Former WWE world champion The Iron Sheik rocked the foundations of what is knowable earlier this morning with a tweet about daredevil Felix Baumgartner’s successful skydive from the stratosphere.
“the (sic) Felix Baumgartner never sold out madison square garden,” the Iron Sheik tweeted, “ He no legend like the sheikie baby. fuck him and fuck space for putting him over.”
To those familiar with the jargon common to the pro wrestling industry, the implications of this angry diatribe are enormous. In just 108 characters, this wrestling legend has accused the vastness of space itself—which meausres at a minimum of 28-billion light years in diameter that we currently know of–laid down, took a dive, or jobbed out to a 43-year-old Austrian skydiver.
Even if we limit the scope of The Iron Sheik’s definition of space to only include our own Solar System, it would mean that something taking up over 14 trillion kilometers or 100,000 astronomical units knowingly and purposefully went down 1-2-3 in the middle of the ring to a much smaller opponent.

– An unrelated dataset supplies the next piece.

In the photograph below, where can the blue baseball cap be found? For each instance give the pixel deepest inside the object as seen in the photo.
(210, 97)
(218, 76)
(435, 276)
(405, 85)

Sheikie Baby’s bromide may have consequences for the fields of religion and philosophy as well as for astrophysics. What the Iron Sheik is saying here is that the universe we live in “does business,” in that it will negotiate with often greedy and shortsighted promoters to elevate more photogenic stars. One would be tempted to summon the overly used phrase Lovecraftian to describe this, but the scope is so much more staggering than anything dreamed up by science-fiction author H. P. Lovecraft.

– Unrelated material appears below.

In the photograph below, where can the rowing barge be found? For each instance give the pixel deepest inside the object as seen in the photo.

With this one tweet The Iron Sheik has transcended to the level of an Aristotle or 16th Century French philosopher and mathematician René Descartes—thinkers who not only defined what is knowable, but the very nature of knowledge itself. The Iron Sheik first won the WWF (now WWE) world championship on December 26, 1983 at Madison Square Garden in New York in front of a sold-out crowd.